Gemuk Indonesia Setor Pajak serta Dividen Sebesar Rp 8, 25 Triliun

TRIBUNNEWS. COM, JAKARTA – PT Pupuk Indonesia (Persero) membukukan setoran dividen dan retribusi kepada negara sebesar Rp 8, 25 triliun. Andil tersebut terdiri dari dividen tahun 2020 sebesar Rp 588 miliar dan setoran pajak tahun 2020 sejumlah Rp 7, 67 triliun.

TRIBUNNEWS. COM, JAKARTA – PT Pupuk Indonesia (Persero) membukukan setoran dividen dan retribusi kepada negara sebesar Rp 8, 25 triliun.

Kontribusi tersebut terdiri dari dividen tahun 2020 sebesar Rp 588 miliar dan setoran pajak tahun 2020 sebesar Rp 7, 67 triliun.

Adapun penetapan dividen itu disampaikan dalam Rapat Umum Pemegang Saham (RUPS) yang berlangsung hari ini, Rabu (30/6/2021).

Baca juga: Pupuk Kaltim Jalankan Dua Inovasi buat Genjot Produktivitas Pertanian

Usai RUPS 2020 tersebut, Direktur Pokok Pupuk Indonesia Bakir Pasaman, menyatakan walaupun pertumbuhan ekonomi dan bisnis pupuk pada umumnya cukup terpengaruh oleh pandemi covid-19, namun Gemuk Indonesia masih tetap bisa mencatat kinerja yang cukup baik dan memberikan kontribusi kepada negara.

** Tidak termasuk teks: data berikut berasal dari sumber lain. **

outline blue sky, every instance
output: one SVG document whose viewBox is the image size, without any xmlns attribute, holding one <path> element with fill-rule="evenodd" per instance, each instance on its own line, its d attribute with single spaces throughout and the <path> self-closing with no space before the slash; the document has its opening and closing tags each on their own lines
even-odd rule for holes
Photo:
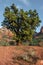
<svg viewBox="0 0 43 65">
<path fill-rule="evenodd" d="M 6 6 L 12 5 L 12 3 L 14 3 L 19 9 L 23 8 L 24 10 L 37 10 L 42 21 L 40 27 L 38 27 L 36 30 L 39 32 L 41 26 L 43 26 L 43 0 L 0 0 L 0 27 L 1 22 L 4 20 L 4 9 Z"/>
</svg>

“Kami melakukan berbagai upaya dan langkah strategis biar tetap bisa mencapai kinerja perusahaan, walaupun di sedang pandemi Covid-19, ” perkataan Bakir.

Baca juga: Pupuk Nusantara Masih Kaji Lokasi untuk Pembangunan Pabrik Pupuk dan Methanol di Papua Barat

Salah satu langkah strategis perusahaan dalam tahun 2020 adalah transformasi dari strategic holding menjadi activist holding, dimana Pupuk Indonesia sebagai holding mempunyai peran yang lebih rajin dalam kegiatan bisnis dan operasional perusahaan.

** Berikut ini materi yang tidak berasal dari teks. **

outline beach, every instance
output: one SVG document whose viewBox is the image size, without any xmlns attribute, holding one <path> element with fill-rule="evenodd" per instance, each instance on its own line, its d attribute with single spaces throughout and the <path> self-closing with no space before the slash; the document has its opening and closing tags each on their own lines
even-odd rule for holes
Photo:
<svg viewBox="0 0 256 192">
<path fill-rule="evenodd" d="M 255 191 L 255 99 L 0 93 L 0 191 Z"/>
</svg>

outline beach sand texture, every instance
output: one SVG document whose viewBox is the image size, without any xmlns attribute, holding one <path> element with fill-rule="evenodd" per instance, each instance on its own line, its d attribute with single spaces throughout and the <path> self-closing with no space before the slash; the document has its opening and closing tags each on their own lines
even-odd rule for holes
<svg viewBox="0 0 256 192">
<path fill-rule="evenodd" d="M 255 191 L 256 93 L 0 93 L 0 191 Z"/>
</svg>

“Beberapa wujud dari perubahan peran holding tersebut merupakan dengan adanya sentralisasi sejumlah fungsi, seperti pemasaran, pengadaan, riset, SDM, IT, dan lain-lain, ” jelas Bakir.

Perusahaan serupa lebih gencar memperluas rekan ke sektor non subsidi, antara lain melalui pengembangan program Agro Solution serta juga Retail Management.

“Kami berupaya lebih mendekatkan diri dengan konsumen dan memenuhi kebutuhan petani dengan menyediakan produk-produk pada luar pupuk subsidi, yang dapat membantu peningkatan daya pertanian”, kata Bakir.

Upaya dan bagian strategis tersebut, lanjut Berpengetahuan, tercermin pada sejumlah kinerja operasional perusahaan tahun 2020. Seperti pendapatan yang menyentuh Rp 71, 88 triliun.